Confused about when and how you should be consuming probiotics to get the best bang for buck? Accredited practicing dietitian, Emma William, investigates.
Probiotics are all the rage at the moment, and for good reason. Their health benefits are basically endless - improving digestion, helping to protect against disease and enhancing immune function just to name a few.
As with all health products, the question arises surrounding timing of ingestion. And the easy answer would be…it depends. So I’m going to give you some advice for general probiotic use.
Firstly, it is important to make sure your probiotic has an advanced delivery system to ensure survival.

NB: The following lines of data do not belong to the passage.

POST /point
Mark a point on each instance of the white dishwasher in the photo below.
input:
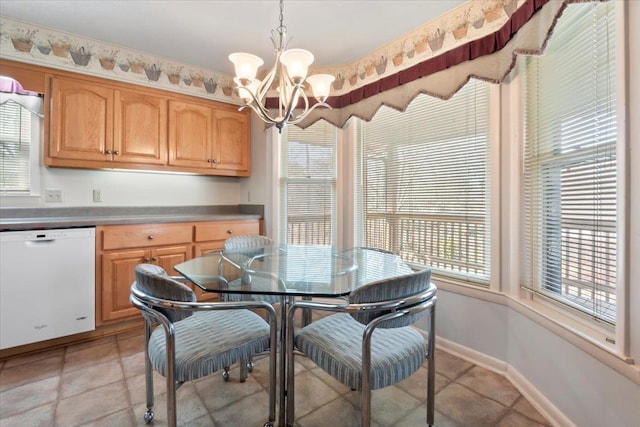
(47, 284)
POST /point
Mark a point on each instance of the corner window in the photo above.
(569, 167)
(308, 185)
(425, 183)
(20, 125)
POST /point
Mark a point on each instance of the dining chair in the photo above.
(186, 340)
(369, 342)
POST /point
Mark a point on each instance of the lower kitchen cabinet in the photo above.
(120, 248)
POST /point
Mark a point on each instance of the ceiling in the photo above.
(336, 32)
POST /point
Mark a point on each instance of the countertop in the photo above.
(41, 218)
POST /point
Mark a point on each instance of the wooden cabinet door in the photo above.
(190, 134)
(169, 256)
(140, 128)
(118, 273)
(81, 120)
(232, 141)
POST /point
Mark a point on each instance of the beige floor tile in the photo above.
(467, 407)
(90, 355)
(133, 365)
(311, 393)
(216, 393)
(28, 396)
(249, 411)
(490, 384)
(526, 408)
(339, 412)
(416, 384)
(131, 345)
(16, 375)
(94, 376)
(449, 365)
(137, 388)
(41, 416)
(91, 405)
(21, 360)
(93, 343)
(122, 418)
(514, 419)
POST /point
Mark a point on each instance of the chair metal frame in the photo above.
(399, 308)
(149, 304)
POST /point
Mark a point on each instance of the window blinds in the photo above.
(569, 178)
(308, 184)
(15, 140)
(425, 182)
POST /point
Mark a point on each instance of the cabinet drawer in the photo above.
(222, 230)
(140, 236)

Now, bacteria are sensitive microorganisms - they’re easily affected by things like temperature, stomach acid and food sources. Bacteria populates all of our gut, however, the vast majority of probiotic bacteria are active and effective in the lower portions of the Gastrointestinal Tract (GIT). To even get to the lower portion of your GIT, the bacteria must first survive the corrosive environment of the stomach.
It is important to note that the stomach was designed not only to begin the digestive process but also to repel and destroy bacteria ingested with food, so it’s important to protect the probiotic bacteria as it passes through the stomach. (As a side note, PERKii is a great product to ensure this occurs.) These tasty probiotic drinks employ a gel coating that is immune to the acidic environment of the stomach, allowing maximum transit of the products good bacteria to get where it needs to be and provide maximum health benefits. (Learn more about their saucy science here.)
When you eat, stomach acid and bile secrete to break down the food. Stomach acid is often too harsh for the delicate bacteria cultures to survive on their own, but adding some food into the mix will allow the little probiotic soldiers to make it to the intestines without as much acid exposure. It is thought that taking probiotics with a light meal may help reduce their exposure to harsh stomach acid and assist their passage into the small and large intestines. However, it is not suggested to take probiotics with heavy meals as they take longer to digest and may delay the movement of the probiotic bacteria into the lower portion of your GIT.
A common misconception is that first thing in the morning is the best time to take probiotics.
As living organisms, probiotics need food, water and warmth to thrive. Unless you've been midnight snacking - your empty stomach might not be the most welcoming environment for those little probiotics first thing in the morning.
As you can see, it’s a bit of a challenge to figure out exactly when is the best time to take probiotics. Unfortunately, there has been very little research comparing the benefits of taking probiotics with or without meals, or at different times of day. I hope to see more research into this area in the near future so we can better answer questions like these.
To curb the confusion, I would suggest having your probiotics AS FOOD. Probiotic foods such as PERKii, yogurt, miso, kimchi and sauerkraut, will ensure you’re getting enough consistently, with food sources normally offering the most potent amounts. In the end though, in the case of probiotics, it’s better to have some than none. Go with a regime that works for you!